The Business Week article explores the start-up ThisNext. ThisNext relies on hundreds of "experts" to search the web, find new trends and post them. ThisNext then sells advertising and makes a small fortune. It'd be a tough sell as a business model because experts are expensive, that is, they are expensive when they don't donate their time. That works out well for ThisNext because they've never paid them a dime. A similar story that I have followed is that of Mahalo. Mahalo pays a whoping $10 per "Search Engine Response" that users generate. It has to take at least 3 or 4 hours to make such a page, and that's if you are skilled at researching and writing. Clearly a bargain for Mahalo.
I believe all of the sites that rely on this "free" help have a few things in common:
- An initial hook that gets the site started. For ThisNext, the founders interviewed experts and prepopulated hundreds of pages before day 1. For Mahalo it was a combination of the $10 hook and some prepopulation.

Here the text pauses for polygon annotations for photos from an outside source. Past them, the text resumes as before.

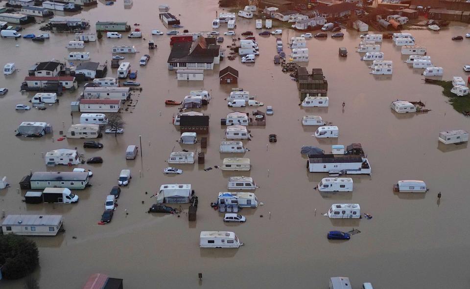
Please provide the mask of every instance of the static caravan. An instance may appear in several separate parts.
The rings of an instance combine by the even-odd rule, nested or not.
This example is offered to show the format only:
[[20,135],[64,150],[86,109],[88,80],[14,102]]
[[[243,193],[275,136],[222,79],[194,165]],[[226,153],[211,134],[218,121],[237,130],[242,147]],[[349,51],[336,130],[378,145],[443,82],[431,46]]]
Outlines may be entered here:
[[424,69],[423,75],[424,76],[441,76],[444,73],[444,69],[442,67],[427,67]]
[[72,124],[67,133],[69,138],[96,138],[101,136],[99,125],[97,124]]
[[362,60],[366,61],[383,60],[383,52],[366,52],[362,57]]
[[78,154],[75,150],[59,149],[47,152],[44,156],[46,165],[77,165],[80,163]]
[[58,101],[55,93],[38,92],[31,99],[31,103],[55,103]]
[[426,47],[420,46],[404,46],[401,47],[401,54],[404,55],[425,55]]
[[358,219],[360,216],[359,204],[333,204],[328,210],[328,217],[331,219]]
[[155,196],[159,203],[187,203],[193,194],[190,184],[162,185]]
[[432,63],[429,59],[417,59],[413,62],[413,68],[425,68],[433,67]]
[[302,117],[302,125],[305,126],[323,126],[325,122],[319,115],[306,115]]
[[411,102],[405,100],[393,101],[392,102],[390,107],[399,113],[416,112],[416,107]]
[[69,49],[80,49],[85,47],[85,43],[83,41],[69,41],[66,48]]
[[221,153],[244,153],[246,150],[243,146],[243,143],[232,141],[221,141],[219,151]]
[[82,113],[80,123],[105,125],[108,124],[108,118],[104,113]]
[[302,106],[304,107],[328,107],[328,96],[307,96],[304,99]]
[[229,190],[255,190],[256,184],[250,177],[231,177],[227,187]]
[[194,163],[194,153],[192,152],[173,152],[170,154],[168,163]]
[[439,141],[445,144],[460,143],[469,141],[469,133],[463,130],[439,133]]
[[318,183],[320,192],[352,192],[352,179],[351,178],[325,178]]
[[67,59],[68,60],[89,60],[90,52],[70,52]]
[[113,53],[135,53],[136,47],[132,46],[113,46],[111,47]]
[[404,62],[406,63],[413,64],[413,63],[416,60],[431,60],[431,56],[425,56],[424,55],[410,55],[408,59]]
[[250,134],[243,126],[234,125],[225,130],[225,138],[228,139],[249,139]]
[[1,224],[3,234],[55,236],[62,226],[60,215],[8,215]]
[[70,190],[83,190],[88,186],[88,172],[36,172],[29,178],[32,190],[46,188],[67,188]]
[[425,193],[429,189],[422,180],[407,179],[398,181],[393,185],[393,190],[400,193]]
[[202,231],[199,236],[201,248],[238,248],[243,245],[233,232]]
[[250,159],[246,157],[226,157],[222,162],[222,171],[249,171]]
[[338,137],[339,135],[339,130],[336,126],[320,127],[315,132],[315,137]]
[[378,44],[364,44],[357,47],[358,52],[378,52],[380,51],[380,45]]

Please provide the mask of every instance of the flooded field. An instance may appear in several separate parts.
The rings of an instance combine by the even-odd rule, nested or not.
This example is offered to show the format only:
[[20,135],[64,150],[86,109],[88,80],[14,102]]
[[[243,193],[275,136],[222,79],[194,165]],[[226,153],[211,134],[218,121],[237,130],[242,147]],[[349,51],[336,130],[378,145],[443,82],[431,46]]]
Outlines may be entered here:
[[[177,0],[169,4],[170,12],[185,26],[179,30],[188,29],[191,32],[212,30],[216,11],[222,11],[215,0]],[[385,59],[394,62],[393,74],[389,76],[369,74],[370,64],[360,61],[359,54],[355,52],[359,33],[344,31],[344,39],[307,40],[310,61],[306,64],[309,70],[323,68],[329,82],[329,107],[303,109],[298,105],[295,82],[273,63],[276,54],[273,36],[256,35],[260,54],[256,64],[242,64],[238,58],[233,61],[226,59],[214,70],[205,71],[203,82],[177,82],[175,72],[166,68],[169,37],[150,34],[153,29],[167,31],[153,3],[137,0],[131,9],[125,9],[120,0],[113,6],[105,6],[100,1],[97,7],[86,8],[73,16],[89,21],[90,31],[94,30],[98,20],[140,24],[138,27],[145,40],[125,36],[122,39],[103,38],[86,44],[85,48],[79,51],[90,52],[92,61],[108,60],[110,64],[112,46],[135,45],[139,52],[126,54],[126,61],[131,62],[132,70],[139,70],[136,80],[143,90],[133,95],[135,108],[122,113],[127,123],[125,133],[117,137],[105,134],[98,140],[104,149],[84,149],[80,139],[54,141],[61,136],[59,132],[66,131],[72,123],[70,103],[77,99],[83,85],[78,91],[65,93],[59,105],[47,106],[45,111],[19,112],[14,107],[19,103],[29,104],[33,94],[19,91],[28,68],[38,61],[64,60],[68,53],[65,47],[73,35],[54,33],[42,43],[27,39],[0,40],[0,64],[15,62],[19,68],[0,80],[0,87],[9,90],[0,97],[0,175],[6,176],[11,184],[11,188],[0,191],[0,210],[6,214],[63,215],[66,229],[55,237],[33,238],[39,247],[40,267],[34,275],[41,288],[78,289],[96,272],[123,278],[128,289],[221,286],[228,289],[327,288],[329,277],[336,276],[350,277],[353,288],[366,282],[383,289],[470,286],[467,268],[462,266],[470,258],[468,217],[462,215],[470,201],[470,154],[466,144],[445,146],[438,142],[440,131],[470,130],[470,120],[446,103],[442,88],[424,84],[422,69],[414,69],[403,63],[405,56],[391,40],[384,40],[381,49]],[[255,32],[254,19],[237,17],[236,24],[238,34],[246,30]],[[26,25],[21,33],[37,33],[39,26]],[[218,30],[221,34],[227,31],[226,24]],[[469,31],[467,24],[455,22],[438,32],[410,32],[417,45],[427,47],[433,64],[444,67],[443,79],[449,80],[453,76],[464,79],[468,77],[462,67],[469,64],[466,62],[470,42],[450,39]],[[282,37],[284,46],[291,37],[300,34],[284,30]],[[224,47],[231,43],[229,37],[225,38]],[[157,49],[148,49],[150,39],[155,42]],[[338,56],[339,46],[347,48],[347,58]],[[285,48],[284,51],[288,55],[290,52]],[[139,59],[145,53],[151,56],[149,64],[138,67]],[[244,155],[251,160],[250,172],[203,170],[221,165],[224,157],[232,156],[218,150],[225,132],[220,119],[235,110],[227,108],[224,98],[235,86],[219,84],[219,70],[227,65],[239,71],[236,86],[256,95],[258,100],[272,106],[274,110],[274,115],[267,116],[265,127],[250,127],[252,139],[244,142],[251,150]],[[116,69],[108,68],[107,76],[115,77]],[[164,100],[182,100],[189,90],[201,89],[212,96],[209,105],[202,110],[211,116],[208,146],[203,150],[206,163],[176,166],[183,169],[184,174],[165,176],[162,173],[167,166],[165,161],[174,148],[179,150],[181,146],[177,142],[179,133],[171,124],[177,109],[165,107]],[[421,100],[432,111],[398,115],[390,109],[390,103],[397,99]],[[249,108],[242,111],[252,110]],[[265,108],[260,110],[264,111]],[[307,114],[321,115],[338,126],[339,137],[322,140],[311,136],[315,128],[303,128],[301,121]],[[74,113],[75,123],[79,122],[79,115]],[[15,136],[15,130],[25,121],[50,123],[53,135],[33,139]],[[277,143],[268,143],[270,133],[277,134]],[[140,145],[140,135],[143,157],[139,156],[135,160],[126,161],[126,148]],[[331,145],[352,142],[362,144],[372,175],[352,176],[352,192],[321,195],[313,187],[327,175],[308,173],[301,148],[312,145],[329,152]],[[86,158],[100,156],[104,159],[101,164],[80,167],[91,169],[94,176],[93,186],[74,191],[80,197],[79,203],[23,202],[25,192],[18,189],[18,183],[30,170],[72,169],[46,168],[42,154],[75,147]],[[199,145],[185,145],[182,148],[201,151]],[[125,168],[131,170],[134,178],[122,189],[112,222],[98,225],[106,196],[117,185],[119,172]],[[223,214],[210,206],[219,192],[226,190],[228,178],[233,176],[253,177],[260,187],[256,190],[256,195],[264,203],[256,209],[242,210],[247,222],[241,224],[224,223]],[[393,184],[407,179],[423,180],[430,190],[416,195],[393,192]],[[146,213],[154,202],[150,196],[161,185],[167,183],[191,184],[199,197],[197,222],[188,222],[187,205],[183,206],[185,211],[180,218]],[[439,192],[442,198],[438,201]],[[350,202],[360,204],[361,213],[373,218],[332,221],[322,216],[333,203]],[[353,227],[361,232],[349,241],[330,241],[326,238],[328,231],[349,231]],[[200,249],[199,237],[203,230],[233,231],[245,245],[237,249]],[[197,278],[199,272],[203,274],[202,281]],[[23,288],[23,282],[3,280],[0,287]]]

- A way to seperate the good from the bad. Some sites rely on a democratic system (Yahoo Answers or Digg for example). Some sites rely on paid reviewers, like Mahalo. Some rely on some combination of the two (wikipedia). However it is done, the review cycle must be quick and complete enough to leave an impression of reliability.
- Something New and Interesting. All of these sites enjoy a cult following. This is a bit of a chicken and an egg situation. They are reliable because of their cult following and they have a cult following beacuse they are reliable. Just how to attract this following remains a bit mysterious, but I think the key is a subject matter that is new and mysterious. A new wikipedia won't take off, it's got to be new. It also has to be something that's interesting to everyone in addition to a few core enthusiasts. For example, a site about exotic cars is going to have a larger following then a site about honda accords. Yes, more people own Accords then own exotic cars, but people who don't have a vested interest are more likely to read up on the exotics.